A Deacon Discouraged a Dying Woman from Confessing

A Deacon Discouraged a Dying Woman from Confessing November 7, 2020

There have been different bad pastoral ideas. But I think recently I may have seen one of the worst. During COVID, a dying woman wanted to confess before she died. Then the Deacon attending her suggested she shouldn’t confess. What!?! Really, this unfortunate thing is reality. I now offer a translation of the piece with the author’s permission.

For months, many have discussed the pastoral response of the Church during the COVID pandemic. I can’t agree with complaints that there is too little guidance, closeness to people or resistance to liturgical restrictions. I have experienced a creative church which on the one hand has lived up to its duty to protect life and to show solidarity in its sacrifice, but on the other hand has realized what is reasonably possible in worship and pastoral care and has participated in the social-ethical debate in many statements and publications.

The confession of the Giaour. Painting by Eugène Delacroix
The confession of the Giaour. Painting by Eugène Delacroix (c. 1825-1840) (CC BY-SA 4.0)

One incident, however, has alarmed me. It has nothing to do with Corona. I was speaking to a good friend over the phone about his elderly mother, who was suffering from cancer and facing imminent death. He devotedly took care that she could stay at home and die in dignity with good medical and nursing care. For her, as a Catholic, this also included the spiritual preparation for her death. She expressed her desire to confess [with a priest] to the deacon of the parish. But this was not easy: He said that sins are no longer seen as so serious today, so she should not worry. The seriously ill woman no longer had the strength to insist. Her children were too perplexed – and in any case, emotionally unable to stand up to the official representative of her church. At least they could still arrange the anointing of the sick.

One should not generalize individual cases. But I wonder whether this incident has anything symptomatic for the condition of our Church [in Germany]. For a supposedly humane trivialization of sin and guilt. For a selective appreciation of the sacraments. For a lack of respect for traditional piety. For theological urgency in the church office. Perhaps also for competitive thinking about who may do what with church authority.

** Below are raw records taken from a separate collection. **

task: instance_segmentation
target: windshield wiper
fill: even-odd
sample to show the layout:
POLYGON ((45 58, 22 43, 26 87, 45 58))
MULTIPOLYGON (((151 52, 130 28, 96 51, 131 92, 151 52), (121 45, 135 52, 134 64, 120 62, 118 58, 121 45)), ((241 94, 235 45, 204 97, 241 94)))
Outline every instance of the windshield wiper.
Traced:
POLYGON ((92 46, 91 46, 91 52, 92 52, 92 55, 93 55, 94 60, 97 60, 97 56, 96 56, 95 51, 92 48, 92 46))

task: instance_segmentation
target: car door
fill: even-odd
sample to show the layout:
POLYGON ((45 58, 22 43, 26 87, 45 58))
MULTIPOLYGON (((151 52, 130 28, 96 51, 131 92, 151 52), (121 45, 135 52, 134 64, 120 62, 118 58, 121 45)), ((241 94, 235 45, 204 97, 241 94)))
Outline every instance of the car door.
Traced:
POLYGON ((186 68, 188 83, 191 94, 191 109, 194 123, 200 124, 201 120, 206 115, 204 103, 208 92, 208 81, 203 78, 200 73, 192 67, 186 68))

Fr. Alfred Delp, SJ, [a priest involved in Nazi resistance and executed by them on false charges] suggested to the Church that it should seek “spiritual encounter as genuine dialogue, not as a monologue.” Especially for a dying person one would have to read every wish from the lips, instead of paternalistically instructing them that their sins were insignificant – without knowing which sins they were. Talking her out of her desire for the sacrament of penance and reconciliation is encroaching and abuse of authority. Even Fr. Delp outraged such “presumption. The diligence and reliability that technical life forces the majority of people today also gives them an eye for the sloppiness and mess with which we in the Church perform our ‘functions’ in the broadest sense of the word.” It is precisely in the sacramental ministries of the Church, which are still accepted today, that conscientiousness, empathy, and quality are required.

This was written by Andreas Püttmann, a political scientist and freelance publicist in Bonn.

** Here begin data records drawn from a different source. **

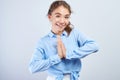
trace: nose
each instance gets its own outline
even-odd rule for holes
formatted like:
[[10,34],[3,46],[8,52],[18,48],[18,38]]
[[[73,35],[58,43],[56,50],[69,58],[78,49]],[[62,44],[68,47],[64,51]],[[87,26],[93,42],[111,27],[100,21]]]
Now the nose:
[[65,19],[64,18],[60,18],[60,23],[64,24],[65,23]]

I will add only two comments. First, this is an absolute disregard for the sacraments as the ordinary channels of grace. This deacon will probably incur all the purgatory intended for this woman as his words meant she did not go to confession on her deathbed.

Second, we need to pray for the Catholic Church in Germany. Issues of sacramental discipline like this exist, but they also have many other issues with very low attendance, a disconnect from younger generations, etc.